Par ailleurs, l’article L 121-18 de ce même code en sa version applicable avant juin 2014, prévoit notamment que : ‘Sans préjudice des informations prévues par les articles L. 111-1, L. 111-2 et L. 113-3 ainsi que de celles prévues pour l’application de l’article L. 214-1, l’offre de contrat doit comporter les informations suivantes :
(…)
3° Les modalités de paiement, de livraison ou d’exécution’.
Le premier juge a souligné qu’il n’était pas établi par le demandeur qu’il avait été démarché à son domicile aux fins d’implantation des panneaux publicitaires, alors même qu’il avait déjà conclu plusieurs contrats avec la SOPA portant sur la location du fonds lui appartenant et ayant la même finalité. De plus il a été souligné que l’examen des correspondances produites aux débats, établissait que la conclusion des contrats était intervenue après discussions notamment sur le montant du loyer et non à l’occasion du déplacement d’un représentant de la SOPA. Dans ces conditions, il a été considéré que le demandeur n’était pas fondé à invoquer les dispositions du Code de la consommation s’agissant du démarchage à domicile. Par ailleurs, il a été constaté que si les dispositions de l’article L 581-25 du Code de l’environnement étaient invoquées, il n’était cependant pas soutenu que les contrats litigieux ne respecteraient pas les exigences de ce texte. Dans ces conditions, la demande d’annulation a été rejetée.
Aux termes de ses dernières écritures l’appelant indique que les premiers contrats régularisés entre lui et la société devenue CBA courant 1997, l’ont été en suite d’un démarchage de cette entreprise. Dans ces conditions, il soutient que ces conventions étaient soumises aux dispositions des articles L 121-21 à -23 du Code de la consommation, quand bien même ce démarchage n’ait pas eu lieu à son domicile. A défaut, il sollicite l’application des dispositions des articles L 121-16 et suivants de ce même code relatifs aux contrats conclus à distance. Sur le premier fondement, il affirme ‘que la relation contractuelle établie en 1997 entre [lui] et la société [devenue CBA], a ensuite été maintenue grâce au renouvellement de leurs engagements quant à la location d’emplacement publicitaire sur [son] terrain. Les contrats du 3 octobre 2013 s’inscrivent dans la continuité des relations contractuelles établies depuis 1997. Ainsi, [il] a continué de bénéficier des dispositions protectrices du Code de la consommation, les parties et l’objet des contrats étant identiques depuis 1997 et la même relation contractuelle ayant été reconduite jusqu’à aujourd’hui’. Au surplus, il indique que les parties ont conventionnellement soumis ces contrats au Code de la consommation, dès lors qu’il y est prévu une possibilité de rétractation par formulaire conformément aux dispositions de ce code. Sur le fond de ses demandes, l’appelant soutient qu’en contradiction avec les dispositions de l’article L 121-23 du Code de la consommation, les contrats du mois d’octobre 2013 ne présentent pas le texte des articles L 121-23 à -26 de ce même code et ne l’informent pas sur les modalités d’exercice de son droit de rétractation. Subsidiairement si ces dispositions du Code de la consommation ne devaient pas être considérées comme applicables, l’appelant affirme que ces contrats ne respectent pas les dispositions de l’article L 121-18 du Code de la consommation en ce qu’ils ne prévoient pas leurs conditions d’exécution (délai, marque du matériel, modalités de changement des affiches).

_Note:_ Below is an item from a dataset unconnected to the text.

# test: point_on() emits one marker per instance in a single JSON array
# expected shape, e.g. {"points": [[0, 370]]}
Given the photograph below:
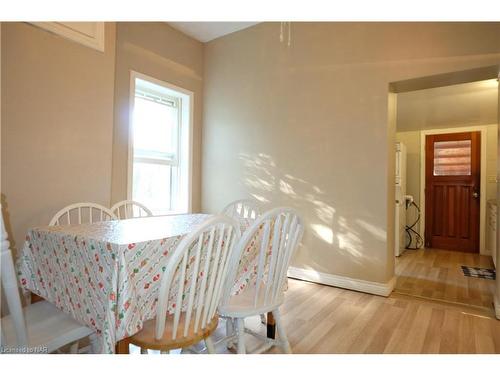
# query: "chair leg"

Aux termes de ses dernières écritures, l’intimée locataire initiale indique que ses contradicteurs qui affirment que les contrats de 2013 auraient été conclus dans le cadre d’un démarchage à domicile ne le démontrent aucunement. En tout état de cause, elle rappelle que le seul déplacement d’un professionnel au domicile du consommateur aux fins de prise de mesures nécessaires à l’établissement d’un devis postérieurement adressé par voie postale ne constitue pas un démarchage, faute de souscription d’un engagement contractuel lors de ce déplacement. Or, elle souligne que son courrier du 3 octobre 2013, démontre que les contrats n’ont pas été régularisés lors d’un démarchage voire même lors d’un déplacement quelconque d’un professionnel. Par ailleurs, elle souligne que les dispositions du Code de la consommation relatives à la vente à distance et notamment l’article L 121-16 ont été abrogées par la loi dite Hamon. De plus, elle précise qu’elle n’a pas proposé cette ‘vente’, dès lors qu’elle pouvait bénéficier de la tacite reconduction visée aux stipulations contractuelles en cours, son cocontractant ayant pris l’initiative de cette négociation qui a aboutit à une modification du prix passant à 2.787,83 euros et payable non plus à terme échu mais à échoir. Par ailleurs, elle précise que la modification du Code de la consommation et notamment de l’article L 221-1 de ce code, est venue préciser ce qui était entendu par le législateur par ‘contrat à distance’, soit une convention régularisée ‘dans le cadre d’un système organisé de ventes ou de prestations de services à distance’. S’agissant de l’argumentaire tiré de la succession des conventions, l’intimée souligne qu’il n’est pas établi que les contrats de 1997 aient été régularisés dans le cadre d’un démarchage et en tout état de cause, elle souligne que les conventions litigieuses ne constituent pas des avenants mais précisent expressément annuler les précédentes. Subsidiairement, l’intimée indique que le consommateur légalement protégé est celui qui achète un bien ou une prestation, or en l’espèce, l’appelant est celui qui a vendu un usage de son terrain. Enfin, elle observe que le fonds litigieux n’est pas le domicile de l’appelant qui, de ce fait, ne démontre pas sa qualité de consommateur, dès lors qu’il ‘fait profession au sens de l’article L 212-22 de cette location de biens immobiliers puisqu’il en tire des revenus’.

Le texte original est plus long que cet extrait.